Когда мужчины собрались сесть в лодку, чтобы отплыть, Клэр отвела Фреда в тень.
– Вот, – тихо сказала она, – ты должен взять это и доставить человеку, который встретит тебя на той стороне. – Она протянула ему плоскую коробочку, плотно обернутую, чтобы защитить содержимое во время долгого морского путешествия вокруг Финистера, а потом, через пролив, в Англию.
– Хорошо, – он кивнул. – Я прослежу за этим. Спасибо, Клэр, за все. Я бы никогда не нашел дороги сюда, если бы мне не помогала ты и твоя семья. – Он тепло обнял ее, а затем сунул под рубашку сверток, который она дала ему.
– Bonne route
[40], – сказала она. Он повернулся, чтобы уйти, но затем оглянулся на нее, словно собирался сказать что-то еще. На мгновение оба умолкли. А потом она произнесла:
– И я передам Мирей, что ты любишь ее.
Он ухмыльнулся, когда поднялся на борт шлюпки, сказав:
– Значит, ты не только приятель-десантник, но еще и ясновидящая? – Прежде чем сесть в шлюпку он отсалютовал ей, затем передал погашенный лодочником фонарь.

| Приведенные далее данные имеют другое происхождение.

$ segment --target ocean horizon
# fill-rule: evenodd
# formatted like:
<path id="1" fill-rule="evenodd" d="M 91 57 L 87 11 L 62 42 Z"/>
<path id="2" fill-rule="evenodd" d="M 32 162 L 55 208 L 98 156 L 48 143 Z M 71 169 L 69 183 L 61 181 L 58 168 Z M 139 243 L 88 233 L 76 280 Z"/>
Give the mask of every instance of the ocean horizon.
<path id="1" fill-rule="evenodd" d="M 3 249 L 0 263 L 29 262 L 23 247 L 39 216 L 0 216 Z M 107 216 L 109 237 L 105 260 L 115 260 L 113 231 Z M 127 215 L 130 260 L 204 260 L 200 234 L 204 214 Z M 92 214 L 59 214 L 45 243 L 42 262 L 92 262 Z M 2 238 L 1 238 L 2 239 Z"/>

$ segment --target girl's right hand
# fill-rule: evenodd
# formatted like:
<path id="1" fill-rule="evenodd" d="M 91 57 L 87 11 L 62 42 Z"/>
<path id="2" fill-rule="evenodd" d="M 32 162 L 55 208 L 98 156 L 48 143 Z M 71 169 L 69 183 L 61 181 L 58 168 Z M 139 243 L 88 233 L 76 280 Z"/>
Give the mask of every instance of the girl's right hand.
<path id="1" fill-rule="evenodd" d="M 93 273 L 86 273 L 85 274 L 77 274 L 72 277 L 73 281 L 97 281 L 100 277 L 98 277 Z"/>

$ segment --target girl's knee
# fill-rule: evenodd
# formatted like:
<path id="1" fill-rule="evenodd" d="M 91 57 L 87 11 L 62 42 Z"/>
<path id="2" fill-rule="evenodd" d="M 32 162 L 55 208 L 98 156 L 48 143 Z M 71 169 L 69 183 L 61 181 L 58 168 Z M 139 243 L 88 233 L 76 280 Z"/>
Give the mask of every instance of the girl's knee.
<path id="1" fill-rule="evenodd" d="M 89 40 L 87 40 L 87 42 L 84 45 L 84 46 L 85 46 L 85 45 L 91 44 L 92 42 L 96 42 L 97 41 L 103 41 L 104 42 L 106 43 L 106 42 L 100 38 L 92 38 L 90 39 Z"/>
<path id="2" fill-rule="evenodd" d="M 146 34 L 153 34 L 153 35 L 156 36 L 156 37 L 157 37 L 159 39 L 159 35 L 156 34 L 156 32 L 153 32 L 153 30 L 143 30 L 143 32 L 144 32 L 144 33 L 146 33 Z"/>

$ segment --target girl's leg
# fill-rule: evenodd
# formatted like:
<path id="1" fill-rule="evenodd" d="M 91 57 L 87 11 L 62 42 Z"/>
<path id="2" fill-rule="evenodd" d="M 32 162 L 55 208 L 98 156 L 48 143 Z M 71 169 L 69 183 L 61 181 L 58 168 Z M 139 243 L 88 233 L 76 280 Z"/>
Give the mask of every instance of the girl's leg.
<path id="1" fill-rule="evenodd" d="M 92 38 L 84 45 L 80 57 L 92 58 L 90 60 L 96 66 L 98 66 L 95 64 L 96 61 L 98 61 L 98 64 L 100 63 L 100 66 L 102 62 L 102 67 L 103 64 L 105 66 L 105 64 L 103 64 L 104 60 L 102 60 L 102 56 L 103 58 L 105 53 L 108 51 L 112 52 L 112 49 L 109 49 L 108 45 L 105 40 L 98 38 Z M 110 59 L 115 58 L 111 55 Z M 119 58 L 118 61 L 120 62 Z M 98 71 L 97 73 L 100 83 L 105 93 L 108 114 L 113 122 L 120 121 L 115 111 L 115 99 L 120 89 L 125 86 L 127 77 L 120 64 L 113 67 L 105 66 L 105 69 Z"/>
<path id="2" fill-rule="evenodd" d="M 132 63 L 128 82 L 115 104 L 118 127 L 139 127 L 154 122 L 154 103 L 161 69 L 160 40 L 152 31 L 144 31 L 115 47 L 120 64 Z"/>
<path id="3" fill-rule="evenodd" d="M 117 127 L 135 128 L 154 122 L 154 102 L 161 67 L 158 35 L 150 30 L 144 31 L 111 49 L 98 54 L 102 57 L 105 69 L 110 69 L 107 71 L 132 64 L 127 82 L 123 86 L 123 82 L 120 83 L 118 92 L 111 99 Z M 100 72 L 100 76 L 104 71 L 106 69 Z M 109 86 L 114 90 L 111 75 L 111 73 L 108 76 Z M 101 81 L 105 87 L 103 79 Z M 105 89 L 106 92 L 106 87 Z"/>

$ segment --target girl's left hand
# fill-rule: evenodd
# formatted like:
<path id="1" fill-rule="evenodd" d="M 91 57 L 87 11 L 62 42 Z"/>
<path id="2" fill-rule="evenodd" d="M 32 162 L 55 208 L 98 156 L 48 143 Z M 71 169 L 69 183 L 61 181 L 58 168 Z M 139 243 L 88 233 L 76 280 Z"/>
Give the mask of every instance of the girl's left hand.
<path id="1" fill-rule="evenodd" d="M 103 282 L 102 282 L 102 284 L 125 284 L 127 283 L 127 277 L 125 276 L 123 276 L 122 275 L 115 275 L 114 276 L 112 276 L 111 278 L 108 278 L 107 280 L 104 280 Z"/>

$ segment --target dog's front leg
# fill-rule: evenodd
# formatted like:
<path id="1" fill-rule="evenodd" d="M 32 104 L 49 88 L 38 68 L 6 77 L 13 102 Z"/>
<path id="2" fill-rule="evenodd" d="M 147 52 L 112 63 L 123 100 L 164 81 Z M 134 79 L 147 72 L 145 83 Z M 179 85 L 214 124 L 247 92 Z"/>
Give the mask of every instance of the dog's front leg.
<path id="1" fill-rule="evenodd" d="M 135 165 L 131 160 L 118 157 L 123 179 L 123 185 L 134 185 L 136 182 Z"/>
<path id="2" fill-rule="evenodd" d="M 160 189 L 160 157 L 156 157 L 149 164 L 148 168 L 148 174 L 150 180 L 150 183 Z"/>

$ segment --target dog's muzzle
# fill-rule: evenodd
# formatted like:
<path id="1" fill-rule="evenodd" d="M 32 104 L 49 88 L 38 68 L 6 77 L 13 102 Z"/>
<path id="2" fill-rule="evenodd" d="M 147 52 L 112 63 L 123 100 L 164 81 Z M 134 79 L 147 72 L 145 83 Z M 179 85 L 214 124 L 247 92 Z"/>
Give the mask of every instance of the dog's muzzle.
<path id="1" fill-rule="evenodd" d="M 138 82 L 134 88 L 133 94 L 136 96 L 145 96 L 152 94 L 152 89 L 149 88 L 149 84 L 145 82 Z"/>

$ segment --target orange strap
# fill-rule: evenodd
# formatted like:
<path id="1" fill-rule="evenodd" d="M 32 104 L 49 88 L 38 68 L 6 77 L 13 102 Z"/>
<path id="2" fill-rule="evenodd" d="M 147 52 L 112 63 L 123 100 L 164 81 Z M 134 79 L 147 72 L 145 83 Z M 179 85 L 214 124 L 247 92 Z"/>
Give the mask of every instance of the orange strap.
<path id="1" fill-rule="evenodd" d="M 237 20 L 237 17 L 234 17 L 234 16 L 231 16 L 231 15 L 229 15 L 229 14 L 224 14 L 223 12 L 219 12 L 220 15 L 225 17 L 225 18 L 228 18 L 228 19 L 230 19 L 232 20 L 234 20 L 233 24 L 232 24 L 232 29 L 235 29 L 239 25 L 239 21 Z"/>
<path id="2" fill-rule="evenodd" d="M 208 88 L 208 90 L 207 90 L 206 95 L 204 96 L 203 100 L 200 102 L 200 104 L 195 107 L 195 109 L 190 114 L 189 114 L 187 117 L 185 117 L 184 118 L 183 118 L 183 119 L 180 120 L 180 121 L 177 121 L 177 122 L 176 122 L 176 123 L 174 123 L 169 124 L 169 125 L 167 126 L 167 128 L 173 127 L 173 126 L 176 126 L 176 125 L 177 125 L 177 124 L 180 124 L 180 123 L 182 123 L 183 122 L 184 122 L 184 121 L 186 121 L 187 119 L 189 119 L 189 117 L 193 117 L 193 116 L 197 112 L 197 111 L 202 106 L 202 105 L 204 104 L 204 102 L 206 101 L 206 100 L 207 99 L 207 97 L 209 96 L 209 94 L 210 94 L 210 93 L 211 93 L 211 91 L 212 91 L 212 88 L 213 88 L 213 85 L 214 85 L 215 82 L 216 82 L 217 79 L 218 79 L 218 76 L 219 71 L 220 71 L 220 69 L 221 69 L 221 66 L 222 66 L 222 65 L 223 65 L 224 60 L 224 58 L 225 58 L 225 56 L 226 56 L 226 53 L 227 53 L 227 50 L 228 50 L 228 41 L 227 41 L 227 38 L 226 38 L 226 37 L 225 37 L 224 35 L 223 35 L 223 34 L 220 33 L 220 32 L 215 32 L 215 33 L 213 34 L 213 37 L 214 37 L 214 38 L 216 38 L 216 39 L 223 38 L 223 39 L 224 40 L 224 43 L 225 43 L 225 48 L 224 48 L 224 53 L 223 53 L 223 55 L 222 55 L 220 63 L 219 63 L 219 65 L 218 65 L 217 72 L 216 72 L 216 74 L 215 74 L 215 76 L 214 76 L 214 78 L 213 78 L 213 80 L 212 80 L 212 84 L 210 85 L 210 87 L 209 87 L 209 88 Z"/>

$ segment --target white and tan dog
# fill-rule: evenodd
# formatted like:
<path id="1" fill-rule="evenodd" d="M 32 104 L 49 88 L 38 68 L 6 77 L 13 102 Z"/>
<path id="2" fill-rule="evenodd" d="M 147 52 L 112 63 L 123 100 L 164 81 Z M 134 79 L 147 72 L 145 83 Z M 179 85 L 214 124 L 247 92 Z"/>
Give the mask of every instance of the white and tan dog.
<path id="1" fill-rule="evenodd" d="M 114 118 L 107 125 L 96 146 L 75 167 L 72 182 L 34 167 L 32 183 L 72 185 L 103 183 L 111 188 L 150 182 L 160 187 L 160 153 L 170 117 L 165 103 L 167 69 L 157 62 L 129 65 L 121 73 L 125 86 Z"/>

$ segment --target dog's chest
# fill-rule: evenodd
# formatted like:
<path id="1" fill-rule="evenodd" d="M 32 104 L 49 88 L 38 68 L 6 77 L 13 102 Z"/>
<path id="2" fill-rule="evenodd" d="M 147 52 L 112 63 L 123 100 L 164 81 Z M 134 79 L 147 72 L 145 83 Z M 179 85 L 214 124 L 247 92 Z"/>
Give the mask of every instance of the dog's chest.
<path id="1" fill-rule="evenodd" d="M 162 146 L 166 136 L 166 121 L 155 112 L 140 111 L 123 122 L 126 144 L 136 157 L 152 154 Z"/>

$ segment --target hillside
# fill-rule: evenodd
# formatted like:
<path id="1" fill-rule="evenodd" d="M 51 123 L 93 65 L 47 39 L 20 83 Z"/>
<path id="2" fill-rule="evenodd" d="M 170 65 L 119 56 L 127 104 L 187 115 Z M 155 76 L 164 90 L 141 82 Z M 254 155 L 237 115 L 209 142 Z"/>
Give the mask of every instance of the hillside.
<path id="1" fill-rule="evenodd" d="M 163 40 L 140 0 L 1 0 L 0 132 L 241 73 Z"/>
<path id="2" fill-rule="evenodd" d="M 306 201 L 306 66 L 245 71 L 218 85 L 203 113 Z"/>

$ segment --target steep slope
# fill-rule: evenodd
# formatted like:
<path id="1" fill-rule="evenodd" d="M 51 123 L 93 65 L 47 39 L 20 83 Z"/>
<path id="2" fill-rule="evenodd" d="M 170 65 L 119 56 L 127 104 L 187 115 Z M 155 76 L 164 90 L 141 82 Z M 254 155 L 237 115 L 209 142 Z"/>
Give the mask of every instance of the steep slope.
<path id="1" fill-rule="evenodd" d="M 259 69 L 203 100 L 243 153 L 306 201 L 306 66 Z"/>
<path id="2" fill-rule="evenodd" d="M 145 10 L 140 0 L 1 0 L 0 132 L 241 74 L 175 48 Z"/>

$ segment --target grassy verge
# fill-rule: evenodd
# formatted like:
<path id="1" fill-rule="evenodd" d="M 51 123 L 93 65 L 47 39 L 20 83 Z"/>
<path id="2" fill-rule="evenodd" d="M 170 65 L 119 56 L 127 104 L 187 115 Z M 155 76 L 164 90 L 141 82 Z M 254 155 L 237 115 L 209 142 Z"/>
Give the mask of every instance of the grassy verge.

Марк и ее отец столкнули маленькую парусную лодку в открытую воду, и ее поглотила тьма.
Она прислушивалась к плеску весел, пока он тоже не растворился в шуме волн, которые обрушивались на песок укромной бухты.
Гарриет
Чем больше я узнаю об истории Клэр, тем сильнее чувствую, как основа моей жизни рассыпается под моими ногами, словно прибрежный песок во время прибоя.
До приезда в Париж, я строила свою жизнь на том, что оставалось от моей семьи, которая была для меня всем с тех пор, как смерть мамы столь многое унесла с собой. Я забиралась в дальние уголки своего сознания, где хранились болезненные воспоминания, и крепила их своды одиночеством. Но теперь я вижу, сколь многого мне не хватало пока я пряталась от жизни, словно черепаха в панцирь. Истории Мирей и Виви побудили меня открыть некоторые из запертых дверей и снять затемнение с окон моей собственной истории, что в свою очередь позволило мне узнать больше об истории Клэр.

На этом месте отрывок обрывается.